Les oiseaux sont beaux, si beaux, si merveilleusement beaux.

les oiseaux façonnent le printemps et le font advenir

Les oiseaux portent le monde sur leur dos, et la vie au bec.

Les oiseaux offrent une poésie ténue, comme des piaillements,

une joie prise à leur propre ivresse d’être.

Parler oiseaux fait respirer,

une fête verbale ouverte par eux dans nos propres phrasés.

Si grand est le besoin d’oiseaux.

Or voici que les oiseaux tombent, sur des sols pollués,       

dans un présent très inquiétant.

Oiseaux poubelles, oiseaux sous perfusion de modernité,

comme les mouettes d’Argentine qui poursuivent les passants

et déchiquettent à coup de bec les sacs d’ordures.

Les oiseaux sont ces ordures, les oiseaux sont le paysage abîmé.

On leur ouvre le ventre,  on regarde notre pourriture dans un miroir.
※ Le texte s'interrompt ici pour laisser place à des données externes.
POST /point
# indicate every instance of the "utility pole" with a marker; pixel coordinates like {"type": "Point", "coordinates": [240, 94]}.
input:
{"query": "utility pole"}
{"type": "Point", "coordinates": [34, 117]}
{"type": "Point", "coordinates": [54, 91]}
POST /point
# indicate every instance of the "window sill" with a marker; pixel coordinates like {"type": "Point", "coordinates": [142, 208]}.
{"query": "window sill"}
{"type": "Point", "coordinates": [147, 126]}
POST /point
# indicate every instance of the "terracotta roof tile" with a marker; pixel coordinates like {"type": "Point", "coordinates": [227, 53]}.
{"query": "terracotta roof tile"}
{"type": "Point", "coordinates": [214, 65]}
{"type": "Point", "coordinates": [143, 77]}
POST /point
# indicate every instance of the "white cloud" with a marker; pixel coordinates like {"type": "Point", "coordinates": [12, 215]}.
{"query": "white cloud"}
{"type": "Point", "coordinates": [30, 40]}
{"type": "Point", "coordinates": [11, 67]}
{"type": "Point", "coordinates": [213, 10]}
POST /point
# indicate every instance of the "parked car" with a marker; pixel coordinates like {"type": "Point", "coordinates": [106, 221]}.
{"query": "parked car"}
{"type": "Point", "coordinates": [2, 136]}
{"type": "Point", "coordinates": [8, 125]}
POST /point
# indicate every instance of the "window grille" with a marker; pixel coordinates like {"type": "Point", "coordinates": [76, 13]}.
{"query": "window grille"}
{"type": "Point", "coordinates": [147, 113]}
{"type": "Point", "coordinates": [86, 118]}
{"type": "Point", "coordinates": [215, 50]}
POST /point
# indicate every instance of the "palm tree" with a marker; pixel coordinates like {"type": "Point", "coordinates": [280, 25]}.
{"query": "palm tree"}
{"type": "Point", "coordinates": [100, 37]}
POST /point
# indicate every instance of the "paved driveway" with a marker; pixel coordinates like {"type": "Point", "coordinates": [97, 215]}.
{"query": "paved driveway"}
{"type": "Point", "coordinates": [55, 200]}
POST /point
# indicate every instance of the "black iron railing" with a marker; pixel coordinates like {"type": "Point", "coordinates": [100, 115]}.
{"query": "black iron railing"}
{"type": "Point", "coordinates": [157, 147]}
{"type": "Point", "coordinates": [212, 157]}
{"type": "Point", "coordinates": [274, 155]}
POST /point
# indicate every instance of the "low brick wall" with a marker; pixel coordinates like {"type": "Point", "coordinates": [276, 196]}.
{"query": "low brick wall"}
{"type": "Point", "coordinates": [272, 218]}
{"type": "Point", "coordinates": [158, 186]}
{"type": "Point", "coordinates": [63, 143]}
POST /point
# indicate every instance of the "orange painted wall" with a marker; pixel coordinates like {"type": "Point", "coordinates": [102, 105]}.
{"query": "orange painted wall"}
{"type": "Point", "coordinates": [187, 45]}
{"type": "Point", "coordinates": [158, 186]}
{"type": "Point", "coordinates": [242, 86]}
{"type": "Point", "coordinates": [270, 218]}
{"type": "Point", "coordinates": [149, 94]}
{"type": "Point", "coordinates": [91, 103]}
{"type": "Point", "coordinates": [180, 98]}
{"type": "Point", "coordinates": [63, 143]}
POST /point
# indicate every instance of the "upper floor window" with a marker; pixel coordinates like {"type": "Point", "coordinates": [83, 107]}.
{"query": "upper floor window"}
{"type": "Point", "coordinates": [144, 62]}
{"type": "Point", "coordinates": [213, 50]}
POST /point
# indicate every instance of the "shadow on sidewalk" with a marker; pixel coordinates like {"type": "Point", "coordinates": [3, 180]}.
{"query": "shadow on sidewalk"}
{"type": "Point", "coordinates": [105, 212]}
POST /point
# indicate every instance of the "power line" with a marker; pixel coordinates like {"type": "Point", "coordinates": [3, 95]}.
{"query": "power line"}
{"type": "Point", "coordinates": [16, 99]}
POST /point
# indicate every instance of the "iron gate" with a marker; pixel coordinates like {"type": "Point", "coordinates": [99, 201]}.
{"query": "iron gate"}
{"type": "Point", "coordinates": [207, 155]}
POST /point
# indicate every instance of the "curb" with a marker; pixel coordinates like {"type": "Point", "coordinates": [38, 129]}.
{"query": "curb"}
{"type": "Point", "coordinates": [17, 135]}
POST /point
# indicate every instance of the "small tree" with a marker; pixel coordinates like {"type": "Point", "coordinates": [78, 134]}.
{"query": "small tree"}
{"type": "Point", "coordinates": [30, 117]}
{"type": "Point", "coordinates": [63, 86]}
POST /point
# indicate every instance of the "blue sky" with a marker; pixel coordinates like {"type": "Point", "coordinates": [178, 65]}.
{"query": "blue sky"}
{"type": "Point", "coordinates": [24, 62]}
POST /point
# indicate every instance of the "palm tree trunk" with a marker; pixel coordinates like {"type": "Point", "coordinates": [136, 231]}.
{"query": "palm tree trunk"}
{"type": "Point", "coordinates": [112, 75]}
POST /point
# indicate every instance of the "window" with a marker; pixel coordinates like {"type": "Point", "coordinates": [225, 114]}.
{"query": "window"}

Il y a quelque chose de pourri dans notre manière de traiter les oiseaux. 

Entendre les oiseaux ne plus chanter,  c’est sentir notre puissance de saccage, notre inquiétude et notre désorientation.

Ces oiseaux qui s’éteignent, ce sont des proches qui s’en vont,

des voisins qui ne se montrent plus,  des parents qu’on a perdus de vue et dont on est en deuil.

Qu’est-ce que ça fait vraiment au monde que les oiseaux donnent de la voix ou qu’ils se taisent ? Qu’est-ce que ça fait aux villes, au temps, aux rythmes, au ciel, aux eaux, aux autres ? Qu’est-ce ce que ça nous fait et qu’est-ce que ça nous fait faire ?

La vulnérabilité nouvelle des oiseaux nous donne des raisons de converser, vivre avec, accueillir ceux qui n’étaient pas admis jusqu’alors au grand banquet des vivants, partager un milieu         et s’entre-tenir.

La vulnérabilité nouvelle des oiseaux nous fait plonger plus profond dans la parole et nous donne des raisons d’affirmer que parler pousse dans le monde et fait repousser la vie jusque sur les terrains les plus secs. Sous une pluie d’oiseaux.

Une pluie d’oiseaux  dans la parole.


Le mot de Laurence Vielle

Marielle Macé née en 1973 est une historienne de la littérature et essayiste française. Et une poète.

Je l’ai rencontrée il y a peu sur l’île de la Giudecca à Venise. Elle regardait une mouette qui se protégeait de la chaleur en enfouissant sa tête sous l’aile. Il était à peu près midi. Elle nous a emmenés dans un restaurant presque clandestin, aux plats distillés au compte-goutte à ceux qui s’asseyent là. Un endroit d’où l’on voit Venise, les oiseaux. La lagune. Les bateaux. Nous y avons bu à son anniversaire. Et nous avons parlé un moment des oiseaux qui tombent du ciel dans notre monde qui explose de chaleur par notre démesure humaine. J’ai savouré " une pluie d’oiseaux " qui ne ressemble à aucun autre essai. Réflexion profonde, parcours inédit et merveilleux dans les chemins du poème, écriture rigoureuse, ciselée, méticuleuse, généreuse et à fleur de peau. Alors je me suis dit, oui, c’est un essai, et c’est un poème. Je me suis prise au jeu de vous faire traverser ce livre immense en quelques lignes, en quelques phrases de Marielle Macé -avec son accord- phrases volées par-ci par-là à cette lumineuse pluie d’oiseaux.